Well, the neo-Confederates are out in force condemning this collection of essays. It seems well to note that Southerners did a very good job of capturing the high ground from which Americans viewed Civil War history for nearly a century. Even though I'm a native Mississippian, I've never understood those who claim that the war was not about slavery. On the contrary, it had everything to do with slavery. The Mississippi declaration of secession began by noting "Our position is thoroughly identified with the institution of slavery..." That seems pretty straight forward to me. Reasonable people can argue about whether secession was, in the strict legal sense, constitutional. And it can be pointed out that while Lincoln made strong use of slave-owner Thomas Jefferson's assertion that "all men are created equal" that ideal is taken from the Declaration of Independence, not the Constitution. But right up until the first shots were fired, arguments about constitutional powers, sectional differences, and property rights were all framed within the context of a dispute over the institution of slavery.
This collection contains several interesting essays, some weaker ones, and one misfire. Unfortunately, the misfire leads off the collection: Alan T. Nolan's "Anatomy of the myth." While Mr. Nolan accurately summarizes key feature of Lost Cause historiography, his tone is needlessly shrill. It seems silly to have to point out that "Gone with the wind"--both book and movie--are works of fiction. They were widely embraced by a white American populous of the 1930s seeking an escapist depiction of a romantic past in the midst of the Great Depression. Focusing on GWTW as a flawed depiction of historical events is about as useless as doing the same with "Braveheart" or the latest "Robin Hood." It is a shame that Gary Gallagher, co-editor of the collection along with Mr. Nolan, did not advise his colleague to do a re-write with a cooler head and sharper focus.

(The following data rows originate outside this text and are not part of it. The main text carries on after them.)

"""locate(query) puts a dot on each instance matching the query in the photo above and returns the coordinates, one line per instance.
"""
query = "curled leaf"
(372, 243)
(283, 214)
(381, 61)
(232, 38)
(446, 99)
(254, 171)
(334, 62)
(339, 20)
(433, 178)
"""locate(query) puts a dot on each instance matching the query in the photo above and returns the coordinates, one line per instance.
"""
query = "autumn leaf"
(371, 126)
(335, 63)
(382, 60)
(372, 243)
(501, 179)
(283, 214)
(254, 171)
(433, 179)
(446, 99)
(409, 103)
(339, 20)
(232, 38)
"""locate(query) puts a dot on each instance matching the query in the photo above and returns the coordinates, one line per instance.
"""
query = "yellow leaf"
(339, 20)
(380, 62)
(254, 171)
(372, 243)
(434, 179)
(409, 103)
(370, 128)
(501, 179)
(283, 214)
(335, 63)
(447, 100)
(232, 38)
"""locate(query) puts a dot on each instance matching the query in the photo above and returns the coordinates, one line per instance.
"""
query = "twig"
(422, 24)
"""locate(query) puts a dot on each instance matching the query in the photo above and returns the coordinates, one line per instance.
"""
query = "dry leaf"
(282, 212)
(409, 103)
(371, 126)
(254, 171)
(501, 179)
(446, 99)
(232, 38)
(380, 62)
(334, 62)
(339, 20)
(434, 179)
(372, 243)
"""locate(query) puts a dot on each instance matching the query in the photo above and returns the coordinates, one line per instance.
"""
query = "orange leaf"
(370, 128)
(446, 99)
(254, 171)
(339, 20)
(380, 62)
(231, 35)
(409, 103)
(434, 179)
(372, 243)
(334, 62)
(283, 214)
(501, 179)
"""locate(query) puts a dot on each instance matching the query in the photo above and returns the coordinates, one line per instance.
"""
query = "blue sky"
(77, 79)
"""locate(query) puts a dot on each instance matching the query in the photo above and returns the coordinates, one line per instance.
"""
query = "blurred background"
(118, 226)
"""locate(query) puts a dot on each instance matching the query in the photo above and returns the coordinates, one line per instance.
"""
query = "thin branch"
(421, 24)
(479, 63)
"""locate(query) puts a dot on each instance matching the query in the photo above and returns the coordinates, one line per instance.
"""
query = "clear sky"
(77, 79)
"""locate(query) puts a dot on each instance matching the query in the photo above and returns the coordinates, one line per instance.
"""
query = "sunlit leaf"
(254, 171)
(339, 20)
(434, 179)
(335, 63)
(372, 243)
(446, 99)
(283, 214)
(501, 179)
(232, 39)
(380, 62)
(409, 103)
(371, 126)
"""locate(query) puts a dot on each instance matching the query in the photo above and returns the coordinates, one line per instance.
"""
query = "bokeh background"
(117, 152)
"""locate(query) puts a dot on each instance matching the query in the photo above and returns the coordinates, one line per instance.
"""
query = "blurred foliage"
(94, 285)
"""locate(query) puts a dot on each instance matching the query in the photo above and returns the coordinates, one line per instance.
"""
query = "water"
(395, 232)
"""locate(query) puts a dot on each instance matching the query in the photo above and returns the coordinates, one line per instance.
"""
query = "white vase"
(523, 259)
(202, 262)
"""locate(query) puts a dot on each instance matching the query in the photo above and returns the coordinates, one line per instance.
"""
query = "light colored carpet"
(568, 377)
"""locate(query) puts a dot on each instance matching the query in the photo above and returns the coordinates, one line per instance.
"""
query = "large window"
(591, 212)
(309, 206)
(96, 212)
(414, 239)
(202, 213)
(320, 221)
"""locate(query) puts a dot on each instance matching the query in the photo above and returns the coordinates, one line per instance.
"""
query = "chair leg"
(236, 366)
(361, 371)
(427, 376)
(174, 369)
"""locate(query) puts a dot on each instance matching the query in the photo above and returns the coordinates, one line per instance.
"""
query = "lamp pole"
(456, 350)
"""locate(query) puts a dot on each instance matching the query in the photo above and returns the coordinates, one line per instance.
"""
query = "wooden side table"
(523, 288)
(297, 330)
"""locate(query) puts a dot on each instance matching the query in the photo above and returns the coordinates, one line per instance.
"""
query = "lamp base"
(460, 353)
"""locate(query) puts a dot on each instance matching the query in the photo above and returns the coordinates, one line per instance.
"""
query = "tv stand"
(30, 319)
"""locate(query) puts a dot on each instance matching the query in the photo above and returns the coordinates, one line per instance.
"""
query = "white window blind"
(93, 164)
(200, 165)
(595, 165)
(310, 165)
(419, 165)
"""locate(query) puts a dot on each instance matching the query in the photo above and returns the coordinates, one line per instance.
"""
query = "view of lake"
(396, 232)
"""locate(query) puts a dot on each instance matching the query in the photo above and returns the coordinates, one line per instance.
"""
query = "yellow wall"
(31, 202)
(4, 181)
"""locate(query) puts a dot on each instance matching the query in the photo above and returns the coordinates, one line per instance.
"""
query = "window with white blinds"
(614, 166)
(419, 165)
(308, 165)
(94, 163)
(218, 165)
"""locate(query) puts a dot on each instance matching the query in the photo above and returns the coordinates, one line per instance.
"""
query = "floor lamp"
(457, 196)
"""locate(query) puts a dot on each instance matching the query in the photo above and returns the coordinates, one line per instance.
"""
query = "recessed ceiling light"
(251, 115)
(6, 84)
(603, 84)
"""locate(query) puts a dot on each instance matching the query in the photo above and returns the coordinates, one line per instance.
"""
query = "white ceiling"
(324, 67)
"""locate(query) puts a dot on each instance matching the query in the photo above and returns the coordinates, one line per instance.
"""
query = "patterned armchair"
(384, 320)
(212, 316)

On the other hand, Mr. Gallagher's essay on Jubal Early is much more balanced and instructive. Early, a Confederate general, sought to move the Southern struggle from the battlefield to the printed page. He and his followers managed to influence not only Southern perceptions but, in time, Northern views as well. Robert E. Lee, after all, did not become an American icon by accident. Also of interest is the essay on Wade Hampton by Charles Holden. Far from attacking Hampton, Holden paints a nuanced portrait of the former Confederate officer who evolved into racial moderate in the postwar period (within the context of the times) only to be pushed aside by the politically inspired race-baiting of Ben Tillman. And there is a fine essay by Jeffry Wert on Gen. James Longstreet, the man whose reluctant performance at Gettysburg, postwar political alliances, and criticism of Lee made him an ideal scapegoat.
Somewhat less successful, in my view, is the essay by Brooks Simpson dealing with Gen. U.S. Grant's reputation as winning his campaign against Lee by means of brutal attrition alone. Whatever one's view of Lee as a man, in the period of 1862-3 he was the most audacious of military leaders. But this very audaciousness produced losses that, by 1864, forced him into a much more conservative strategy. The Lee who Grant confronted in 1864 was not the same Lee his predecessors had faced. Thus it is disappointing that Simpson lets stand without discussion Grant's characterization of Lee as not being a formidable opponent. And given that Grant himself had been rather audacious in the western theater, there is the question of whether--once in the shadow of Washington DC and tied to the ponderous Army of the Potomac--he could have realistically engaged in the sort of strategic risks that Sherman took in Georgia.
Considered as a whole, however, this set of essays has merit for those with a judicious view of history (e.g., that the Civil War might have involved a dispute over slavery) and a desire to learn how such views can sometimes be shaped by the losing side.